The program shoots a week’s worth of shows, six in all, in a single day. She joined 17 other contestants and two alternates. Together, they endured four and a half hours of training.

They were shown the set and told where to stand and look. They were coached on playing the game. Buying vowels is usually a good idea, they learned.

And they practiced spinning the wheel.

“It doesn’t look like you’d need practice, but you do,” she said. “It’s heavier than it looks.”

Minutes before the taping began, letter-turner Vanna White stopped by to say hello to the contestants, dressed in a jogging suit and wearing her hair in a ponytail.

“She was like a regular person,” Brochu said.

After a few minutes in makeup chairs, the show began.

“The word is surreal,'” said Brochu, who had watched so many times.

A chat with Pat

Sajak was pleasant and “businesslike,” she said. When he introduced her, she described going skydiving on her 40th birthday.

“I think he liked that,” Brochu said.

However, her memory of the entire show is sketchy. There was so much to keep track of.

As the game went on, she tried focusing on where to stand and where to face before she bent over and spun the wheel.

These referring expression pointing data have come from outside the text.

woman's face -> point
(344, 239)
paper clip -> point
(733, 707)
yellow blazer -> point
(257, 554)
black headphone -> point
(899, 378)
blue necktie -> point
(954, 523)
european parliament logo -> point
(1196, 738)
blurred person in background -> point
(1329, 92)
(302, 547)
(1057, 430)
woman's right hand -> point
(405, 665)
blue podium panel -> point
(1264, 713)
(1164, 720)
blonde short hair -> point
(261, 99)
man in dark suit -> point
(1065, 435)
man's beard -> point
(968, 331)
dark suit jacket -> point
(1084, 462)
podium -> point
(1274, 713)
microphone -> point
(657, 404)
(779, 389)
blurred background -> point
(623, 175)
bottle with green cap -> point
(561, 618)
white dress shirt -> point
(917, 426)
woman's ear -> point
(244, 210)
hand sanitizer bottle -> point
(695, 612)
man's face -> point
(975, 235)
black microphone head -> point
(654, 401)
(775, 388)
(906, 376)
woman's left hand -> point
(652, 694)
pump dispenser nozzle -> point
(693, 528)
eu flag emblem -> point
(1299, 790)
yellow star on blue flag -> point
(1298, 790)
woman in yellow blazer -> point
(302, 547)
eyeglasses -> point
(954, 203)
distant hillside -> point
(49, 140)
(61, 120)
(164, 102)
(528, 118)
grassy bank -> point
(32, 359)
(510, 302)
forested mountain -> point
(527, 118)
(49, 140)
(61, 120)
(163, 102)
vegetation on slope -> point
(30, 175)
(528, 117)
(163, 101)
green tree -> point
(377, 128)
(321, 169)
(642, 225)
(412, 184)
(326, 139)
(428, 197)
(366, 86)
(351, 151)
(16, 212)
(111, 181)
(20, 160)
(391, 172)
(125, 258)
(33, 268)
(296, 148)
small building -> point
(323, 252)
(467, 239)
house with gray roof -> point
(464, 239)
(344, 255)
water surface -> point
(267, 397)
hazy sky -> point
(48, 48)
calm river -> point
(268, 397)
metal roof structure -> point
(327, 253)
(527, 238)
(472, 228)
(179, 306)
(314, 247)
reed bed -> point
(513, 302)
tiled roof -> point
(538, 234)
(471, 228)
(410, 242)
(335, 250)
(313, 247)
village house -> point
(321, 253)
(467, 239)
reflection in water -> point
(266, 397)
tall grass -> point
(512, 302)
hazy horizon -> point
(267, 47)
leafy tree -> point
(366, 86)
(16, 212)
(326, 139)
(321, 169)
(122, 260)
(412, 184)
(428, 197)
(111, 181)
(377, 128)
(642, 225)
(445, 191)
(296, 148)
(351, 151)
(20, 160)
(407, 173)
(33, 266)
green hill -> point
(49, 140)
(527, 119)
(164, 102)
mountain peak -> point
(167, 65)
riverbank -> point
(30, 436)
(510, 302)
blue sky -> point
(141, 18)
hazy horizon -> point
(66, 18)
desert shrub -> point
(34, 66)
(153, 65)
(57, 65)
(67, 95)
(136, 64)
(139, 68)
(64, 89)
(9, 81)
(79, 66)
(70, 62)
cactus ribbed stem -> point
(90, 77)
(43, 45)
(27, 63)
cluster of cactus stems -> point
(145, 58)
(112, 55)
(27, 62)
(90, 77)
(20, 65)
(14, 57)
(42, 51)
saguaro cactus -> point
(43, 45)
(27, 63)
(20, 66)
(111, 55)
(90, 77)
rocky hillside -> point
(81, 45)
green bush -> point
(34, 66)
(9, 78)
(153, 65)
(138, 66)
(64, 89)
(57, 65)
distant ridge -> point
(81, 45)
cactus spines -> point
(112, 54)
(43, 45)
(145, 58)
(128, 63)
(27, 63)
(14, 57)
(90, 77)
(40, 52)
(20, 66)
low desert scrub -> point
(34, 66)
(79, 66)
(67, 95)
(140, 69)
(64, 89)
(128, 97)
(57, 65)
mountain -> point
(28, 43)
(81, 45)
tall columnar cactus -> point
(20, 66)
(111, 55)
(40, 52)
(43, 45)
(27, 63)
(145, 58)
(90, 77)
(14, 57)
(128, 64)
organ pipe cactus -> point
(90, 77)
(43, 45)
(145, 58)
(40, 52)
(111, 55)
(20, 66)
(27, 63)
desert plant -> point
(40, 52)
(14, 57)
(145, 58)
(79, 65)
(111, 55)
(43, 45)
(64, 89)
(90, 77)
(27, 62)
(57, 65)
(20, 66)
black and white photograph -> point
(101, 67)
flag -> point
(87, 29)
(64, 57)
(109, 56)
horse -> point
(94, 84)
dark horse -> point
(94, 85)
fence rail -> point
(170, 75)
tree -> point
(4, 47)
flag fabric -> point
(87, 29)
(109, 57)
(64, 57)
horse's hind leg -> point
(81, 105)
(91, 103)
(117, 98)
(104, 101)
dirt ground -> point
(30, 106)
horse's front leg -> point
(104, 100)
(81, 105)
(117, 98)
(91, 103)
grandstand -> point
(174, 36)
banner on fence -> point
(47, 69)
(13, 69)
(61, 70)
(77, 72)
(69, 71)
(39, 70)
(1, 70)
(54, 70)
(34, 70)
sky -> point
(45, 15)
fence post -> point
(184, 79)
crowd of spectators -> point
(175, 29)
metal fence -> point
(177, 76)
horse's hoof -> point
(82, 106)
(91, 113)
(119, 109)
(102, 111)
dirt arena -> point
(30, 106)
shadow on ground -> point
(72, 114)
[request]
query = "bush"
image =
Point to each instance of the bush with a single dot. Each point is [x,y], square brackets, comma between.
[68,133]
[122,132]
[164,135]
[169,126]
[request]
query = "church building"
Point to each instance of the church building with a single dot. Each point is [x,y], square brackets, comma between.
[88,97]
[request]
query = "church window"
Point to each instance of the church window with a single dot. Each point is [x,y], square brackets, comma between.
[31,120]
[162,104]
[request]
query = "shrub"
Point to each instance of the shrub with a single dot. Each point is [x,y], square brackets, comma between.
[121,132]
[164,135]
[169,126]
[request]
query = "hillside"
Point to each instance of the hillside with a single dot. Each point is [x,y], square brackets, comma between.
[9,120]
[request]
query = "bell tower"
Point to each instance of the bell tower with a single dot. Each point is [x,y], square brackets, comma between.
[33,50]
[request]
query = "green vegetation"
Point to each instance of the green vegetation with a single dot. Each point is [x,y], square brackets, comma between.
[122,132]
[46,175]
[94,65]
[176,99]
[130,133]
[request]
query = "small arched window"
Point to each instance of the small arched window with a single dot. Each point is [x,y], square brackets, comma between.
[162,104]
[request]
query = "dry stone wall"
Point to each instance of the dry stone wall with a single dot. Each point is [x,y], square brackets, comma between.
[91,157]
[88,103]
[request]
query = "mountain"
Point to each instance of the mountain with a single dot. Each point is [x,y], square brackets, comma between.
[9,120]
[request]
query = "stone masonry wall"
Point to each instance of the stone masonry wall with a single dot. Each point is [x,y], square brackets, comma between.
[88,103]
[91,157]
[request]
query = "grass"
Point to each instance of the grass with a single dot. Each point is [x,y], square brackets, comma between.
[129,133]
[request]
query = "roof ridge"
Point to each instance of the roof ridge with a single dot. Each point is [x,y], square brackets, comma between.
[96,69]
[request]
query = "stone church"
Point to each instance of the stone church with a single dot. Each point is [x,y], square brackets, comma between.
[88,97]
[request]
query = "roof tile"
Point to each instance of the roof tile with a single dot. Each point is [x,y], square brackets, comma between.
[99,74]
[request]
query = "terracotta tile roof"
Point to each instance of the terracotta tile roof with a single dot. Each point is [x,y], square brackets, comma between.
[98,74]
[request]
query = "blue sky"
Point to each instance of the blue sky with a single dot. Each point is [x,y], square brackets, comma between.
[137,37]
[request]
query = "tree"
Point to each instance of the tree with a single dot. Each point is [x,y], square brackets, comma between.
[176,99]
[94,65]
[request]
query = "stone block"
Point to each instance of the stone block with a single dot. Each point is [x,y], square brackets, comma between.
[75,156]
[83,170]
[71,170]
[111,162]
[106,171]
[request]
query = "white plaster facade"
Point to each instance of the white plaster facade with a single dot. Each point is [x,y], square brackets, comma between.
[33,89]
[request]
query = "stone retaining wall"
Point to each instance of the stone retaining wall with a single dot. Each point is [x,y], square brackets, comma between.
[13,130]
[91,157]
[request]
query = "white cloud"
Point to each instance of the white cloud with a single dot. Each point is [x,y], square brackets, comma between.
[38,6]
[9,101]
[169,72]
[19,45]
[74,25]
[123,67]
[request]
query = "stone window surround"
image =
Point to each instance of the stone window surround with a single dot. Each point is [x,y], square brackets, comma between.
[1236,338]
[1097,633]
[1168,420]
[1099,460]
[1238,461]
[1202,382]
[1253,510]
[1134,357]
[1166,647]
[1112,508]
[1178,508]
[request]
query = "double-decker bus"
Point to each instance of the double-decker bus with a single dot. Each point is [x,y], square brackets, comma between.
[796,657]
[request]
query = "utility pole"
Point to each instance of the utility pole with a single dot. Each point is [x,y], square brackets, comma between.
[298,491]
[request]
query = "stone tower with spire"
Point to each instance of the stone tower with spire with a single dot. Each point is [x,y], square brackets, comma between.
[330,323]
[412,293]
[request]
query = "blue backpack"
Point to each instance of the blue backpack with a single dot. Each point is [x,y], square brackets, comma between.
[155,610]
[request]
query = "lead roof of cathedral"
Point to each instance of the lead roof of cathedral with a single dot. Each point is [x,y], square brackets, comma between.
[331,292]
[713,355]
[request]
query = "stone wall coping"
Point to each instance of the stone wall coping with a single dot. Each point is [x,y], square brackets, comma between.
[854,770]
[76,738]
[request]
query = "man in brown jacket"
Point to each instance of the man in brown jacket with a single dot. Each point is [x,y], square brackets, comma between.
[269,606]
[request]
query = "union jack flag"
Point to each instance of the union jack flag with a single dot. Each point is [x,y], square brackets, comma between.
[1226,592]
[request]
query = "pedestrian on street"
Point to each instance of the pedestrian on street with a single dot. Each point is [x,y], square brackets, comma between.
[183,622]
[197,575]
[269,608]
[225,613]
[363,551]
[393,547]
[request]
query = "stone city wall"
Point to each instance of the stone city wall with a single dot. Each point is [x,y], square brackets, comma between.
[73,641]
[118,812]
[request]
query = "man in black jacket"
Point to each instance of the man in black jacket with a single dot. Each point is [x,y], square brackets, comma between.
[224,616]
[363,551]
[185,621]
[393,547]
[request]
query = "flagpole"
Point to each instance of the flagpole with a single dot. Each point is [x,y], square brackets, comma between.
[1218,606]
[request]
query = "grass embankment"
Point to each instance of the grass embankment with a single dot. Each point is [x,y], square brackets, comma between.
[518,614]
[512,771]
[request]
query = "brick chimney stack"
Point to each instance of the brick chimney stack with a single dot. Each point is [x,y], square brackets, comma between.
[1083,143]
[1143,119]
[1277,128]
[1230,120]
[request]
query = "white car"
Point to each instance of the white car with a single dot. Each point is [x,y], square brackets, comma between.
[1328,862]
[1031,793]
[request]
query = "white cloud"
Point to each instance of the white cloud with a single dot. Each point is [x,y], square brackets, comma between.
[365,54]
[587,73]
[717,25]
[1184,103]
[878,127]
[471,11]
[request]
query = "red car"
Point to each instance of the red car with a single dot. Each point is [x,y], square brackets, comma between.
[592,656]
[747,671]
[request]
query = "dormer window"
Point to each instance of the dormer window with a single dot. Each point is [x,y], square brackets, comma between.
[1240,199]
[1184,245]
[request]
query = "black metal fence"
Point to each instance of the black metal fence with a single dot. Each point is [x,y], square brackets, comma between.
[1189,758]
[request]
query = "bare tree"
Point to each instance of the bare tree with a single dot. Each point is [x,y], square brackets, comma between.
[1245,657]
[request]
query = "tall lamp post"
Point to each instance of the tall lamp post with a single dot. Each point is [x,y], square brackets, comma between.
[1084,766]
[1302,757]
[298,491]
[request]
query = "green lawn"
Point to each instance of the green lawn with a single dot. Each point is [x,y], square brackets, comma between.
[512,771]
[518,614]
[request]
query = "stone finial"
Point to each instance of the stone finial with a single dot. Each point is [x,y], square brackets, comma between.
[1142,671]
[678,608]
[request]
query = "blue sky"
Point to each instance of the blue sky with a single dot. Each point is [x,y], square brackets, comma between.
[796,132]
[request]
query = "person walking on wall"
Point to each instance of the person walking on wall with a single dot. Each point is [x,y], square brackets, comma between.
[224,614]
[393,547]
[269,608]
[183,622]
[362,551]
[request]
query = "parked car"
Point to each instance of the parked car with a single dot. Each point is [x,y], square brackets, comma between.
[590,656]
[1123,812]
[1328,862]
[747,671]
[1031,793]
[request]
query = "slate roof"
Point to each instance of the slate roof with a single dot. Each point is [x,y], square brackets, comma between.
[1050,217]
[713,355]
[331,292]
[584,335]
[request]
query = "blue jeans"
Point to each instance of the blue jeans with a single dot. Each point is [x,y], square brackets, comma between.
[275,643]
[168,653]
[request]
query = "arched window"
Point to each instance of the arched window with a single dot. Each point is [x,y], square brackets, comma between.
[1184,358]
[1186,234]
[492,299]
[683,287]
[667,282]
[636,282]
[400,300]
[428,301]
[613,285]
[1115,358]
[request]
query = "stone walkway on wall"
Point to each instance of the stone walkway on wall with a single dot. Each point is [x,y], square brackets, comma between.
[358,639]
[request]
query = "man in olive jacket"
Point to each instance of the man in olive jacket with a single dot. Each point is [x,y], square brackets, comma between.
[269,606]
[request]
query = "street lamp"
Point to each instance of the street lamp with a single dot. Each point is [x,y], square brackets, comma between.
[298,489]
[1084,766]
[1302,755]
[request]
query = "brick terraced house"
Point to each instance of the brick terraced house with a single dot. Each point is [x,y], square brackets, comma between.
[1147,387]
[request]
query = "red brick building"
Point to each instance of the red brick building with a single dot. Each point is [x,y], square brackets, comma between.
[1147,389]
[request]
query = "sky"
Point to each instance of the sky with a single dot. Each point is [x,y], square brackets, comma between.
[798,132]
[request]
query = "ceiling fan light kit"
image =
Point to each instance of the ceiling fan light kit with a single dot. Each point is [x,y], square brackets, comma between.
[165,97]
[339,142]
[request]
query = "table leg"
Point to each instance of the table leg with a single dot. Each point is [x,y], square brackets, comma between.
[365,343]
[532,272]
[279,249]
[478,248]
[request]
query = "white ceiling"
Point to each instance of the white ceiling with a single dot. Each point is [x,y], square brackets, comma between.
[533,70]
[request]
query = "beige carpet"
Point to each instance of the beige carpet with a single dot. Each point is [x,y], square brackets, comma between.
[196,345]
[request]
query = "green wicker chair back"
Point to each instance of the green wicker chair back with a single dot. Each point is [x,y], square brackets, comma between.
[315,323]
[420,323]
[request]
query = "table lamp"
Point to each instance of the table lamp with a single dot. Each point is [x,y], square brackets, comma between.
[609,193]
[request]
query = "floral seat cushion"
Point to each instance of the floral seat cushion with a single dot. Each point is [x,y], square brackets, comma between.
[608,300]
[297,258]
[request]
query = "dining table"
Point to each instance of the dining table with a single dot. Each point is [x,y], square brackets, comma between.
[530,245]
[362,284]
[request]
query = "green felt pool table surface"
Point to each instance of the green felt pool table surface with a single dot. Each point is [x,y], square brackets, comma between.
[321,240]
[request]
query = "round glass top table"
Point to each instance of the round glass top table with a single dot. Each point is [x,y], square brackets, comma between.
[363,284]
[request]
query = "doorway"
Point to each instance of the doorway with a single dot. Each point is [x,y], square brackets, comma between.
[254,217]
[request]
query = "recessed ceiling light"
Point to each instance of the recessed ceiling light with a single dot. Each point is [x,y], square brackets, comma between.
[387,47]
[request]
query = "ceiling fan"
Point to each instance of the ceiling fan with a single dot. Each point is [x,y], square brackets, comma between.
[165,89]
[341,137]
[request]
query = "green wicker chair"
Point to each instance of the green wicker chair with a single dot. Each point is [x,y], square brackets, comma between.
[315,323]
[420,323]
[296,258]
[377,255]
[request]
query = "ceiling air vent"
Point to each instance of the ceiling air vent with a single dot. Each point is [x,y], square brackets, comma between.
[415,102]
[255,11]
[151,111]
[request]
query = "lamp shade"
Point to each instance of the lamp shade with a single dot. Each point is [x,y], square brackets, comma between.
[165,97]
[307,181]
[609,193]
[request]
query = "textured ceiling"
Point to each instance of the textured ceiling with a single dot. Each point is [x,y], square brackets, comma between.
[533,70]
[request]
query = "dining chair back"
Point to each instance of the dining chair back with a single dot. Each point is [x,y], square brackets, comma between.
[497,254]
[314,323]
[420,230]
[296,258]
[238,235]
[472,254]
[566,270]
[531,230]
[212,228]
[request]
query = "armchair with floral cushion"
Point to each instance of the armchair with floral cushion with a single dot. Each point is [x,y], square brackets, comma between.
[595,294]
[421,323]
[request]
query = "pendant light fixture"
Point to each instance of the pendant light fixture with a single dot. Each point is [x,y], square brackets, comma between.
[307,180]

During commercials, she and the others were backed away from their posts while crew people changed the pieces of the wheel. Meanwhile, a woman directed them to keep up the juice.

“We were the football team, and she was the coach,” Brochu said. The woman shouted at them: “You’re going too slow!”

Then, the show resumed.

For the contestants, the half-hour spins past. Take away the commercials and each lasts just 22 minutes. Remove the chitchat and prize descriptions and there are 15 minutes to play the game.

“I don’t even remember how many puzzles we solved,” she said. It was over so fast.

When the show airs, she plans to gather with friends in a local sports bar and watch it on a big screen.

Only then will her family learn what she won.